Overseas governments and companies have long seen the value in the UK games talent that has resulted in a brain drain and studio sales. However, the UK government has been very slow to support our industry and to realise there are serious threats facing it. If it does not act soon it will count the economic cost of the loss of UK studios, the brain drain and the loss of ownership of IP. Rome burns, and all that.

GamesIndustry.bizWhat's the latest at Montreal - rumours persist about 25 per cent of the team facing redundancy?
Ian Livingstone

Whilst Eidos has announced a proposed 25 per cent reduction of staff across the company, the reduction will not apply to our cornerstone company owned studios. Eidos Montreal is in fact currently hiring more staff to work on Deus Ex 3 and the total head count there has just risen above 100.

There is a tremendous energy and enthusiasm at Eidos Montreal with many industry veterans and experienced talent coming together to work on one of the most renowned and respected franchises of all time. The great thing about Deus Ex is that it had such amazing critical acclaim and huge fan base that some of the best industry people in several areas of expertise applied to work on this iteration. The buzz at Eidos Montreal is amazing and I am very excited about what is happening there.

GamesIndustry.bizDo you feel that games degree courses are equipping graduates with sufficient skills?
Ian Livingstone

The UK is perhaps the most creative nation in the world. Look at the success of our music, fashion, design, literature, television and more recently games. It is no surprise that mega titles like Tomb Raider and Grand Theft Auto were created in the UK.
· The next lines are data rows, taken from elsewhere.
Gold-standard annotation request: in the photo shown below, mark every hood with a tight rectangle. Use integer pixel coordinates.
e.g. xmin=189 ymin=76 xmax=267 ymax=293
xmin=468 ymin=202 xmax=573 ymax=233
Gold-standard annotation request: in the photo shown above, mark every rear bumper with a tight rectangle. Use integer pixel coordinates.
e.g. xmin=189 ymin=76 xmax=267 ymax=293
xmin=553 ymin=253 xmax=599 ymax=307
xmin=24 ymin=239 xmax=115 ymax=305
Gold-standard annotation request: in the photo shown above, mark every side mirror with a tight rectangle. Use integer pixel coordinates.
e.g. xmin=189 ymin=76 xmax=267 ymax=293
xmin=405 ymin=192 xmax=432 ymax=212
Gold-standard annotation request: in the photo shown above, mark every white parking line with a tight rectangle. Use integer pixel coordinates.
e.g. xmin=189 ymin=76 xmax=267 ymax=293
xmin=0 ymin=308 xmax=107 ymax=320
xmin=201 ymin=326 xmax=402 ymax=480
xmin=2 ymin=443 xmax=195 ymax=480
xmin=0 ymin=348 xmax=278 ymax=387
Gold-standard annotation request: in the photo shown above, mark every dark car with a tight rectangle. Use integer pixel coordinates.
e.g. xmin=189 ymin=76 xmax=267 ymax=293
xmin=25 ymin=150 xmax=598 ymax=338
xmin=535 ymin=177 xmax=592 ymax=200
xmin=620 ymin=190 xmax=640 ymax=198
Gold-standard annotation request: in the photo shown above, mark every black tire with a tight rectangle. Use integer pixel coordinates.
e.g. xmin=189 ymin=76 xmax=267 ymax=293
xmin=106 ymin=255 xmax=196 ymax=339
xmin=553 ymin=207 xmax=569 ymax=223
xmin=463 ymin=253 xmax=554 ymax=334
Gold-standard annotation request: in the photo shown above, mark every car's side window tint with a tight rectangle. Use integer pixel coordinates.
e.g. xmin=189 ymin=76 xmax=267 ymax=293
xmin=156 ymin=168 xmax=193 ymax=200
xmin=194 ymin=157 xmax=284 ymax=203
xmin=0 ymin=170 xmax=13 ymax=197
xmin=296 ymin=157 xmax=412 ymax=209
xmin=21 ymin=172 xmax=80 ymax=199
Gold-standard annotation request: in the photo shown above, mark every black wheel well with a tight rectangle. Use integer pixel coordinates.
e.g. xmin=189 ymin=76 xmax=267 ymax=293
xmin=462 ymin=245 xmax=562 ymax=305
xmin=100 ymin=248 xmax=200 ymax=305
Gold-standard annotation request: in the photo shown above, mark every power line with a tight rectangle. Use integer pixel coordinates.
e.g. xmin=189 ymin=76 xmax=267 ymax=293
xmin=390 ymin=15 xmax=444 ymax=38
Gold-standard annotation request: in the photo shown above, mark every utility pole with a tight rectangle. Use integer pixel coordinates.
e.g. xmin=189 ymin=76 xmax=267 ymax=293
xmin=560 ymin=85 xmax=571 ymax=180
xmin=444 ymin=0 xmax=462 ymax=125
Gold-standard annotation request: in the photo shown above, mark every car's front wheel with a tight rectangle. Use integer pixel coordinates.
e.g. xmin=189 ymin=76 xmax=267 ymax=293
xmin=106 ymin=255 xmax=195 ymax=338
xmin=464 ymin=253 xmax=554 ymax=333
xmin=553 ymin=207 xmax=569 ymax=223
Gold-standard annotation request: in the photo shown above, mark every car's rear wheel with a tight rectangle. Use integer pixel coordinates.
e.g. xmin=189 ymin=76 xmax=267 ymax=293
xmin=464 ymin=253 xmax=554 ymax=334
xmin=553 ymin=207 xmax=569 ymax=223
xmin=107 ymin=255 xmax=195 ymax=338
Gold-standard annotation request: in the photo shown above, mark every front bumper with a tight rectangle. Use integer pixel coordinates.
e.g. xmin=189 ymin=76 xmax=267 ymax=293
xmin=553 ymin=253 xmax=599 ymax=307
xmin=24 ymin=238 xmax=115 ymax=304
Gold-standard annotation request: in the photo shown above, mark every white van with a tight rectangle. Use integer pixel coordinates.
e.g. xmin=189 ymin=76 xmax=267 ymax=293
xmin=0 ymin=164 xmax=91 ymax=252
But the market has matured and the competition is hot. Industry needs highly skilled talent. Unfortunately, I think many universities took the easy option in order to get bums on seats by simply renaming their media studies courses as computer games studies. This has resulted in a skills shortage and the production of poor quality graduates. This was a disservice to those graduates who would have expected to jump into employment only to find that their generalist degree was not a lot of good to industry.

What industry needs are graduates with specific programming, art and animation or project management skills. As Chair of the Computer Games Forum on behalf of Skillset, I have been working with industry and the universities on an accreditation scheme for computer game courses to produce the graduates that industry needs. It is important that universities partner with local development studios to keep up to date on content and technology trends as well as inviting guest lecturers and mentors to teach and inspire their students.

Four universities have been accredited to date and more will follow. Again, it is up to the government to put more resource into games education if it wants to continue to reap the rewards of the industry which currently contributes 0.75 per cent of GDP and employs over 22,000 people in the UK and is a net contributor to the UK's balance of payments. It is vital that UK industry comes together to articulate what it needs in terms of support and skills and to work closely with government and the education and skills system to protect and build the future. For God's sake, let's not become a work-for-hire nation.

Ian Livingstone is a games industry veteran, working for Eidos. Interview by Phil Elliott.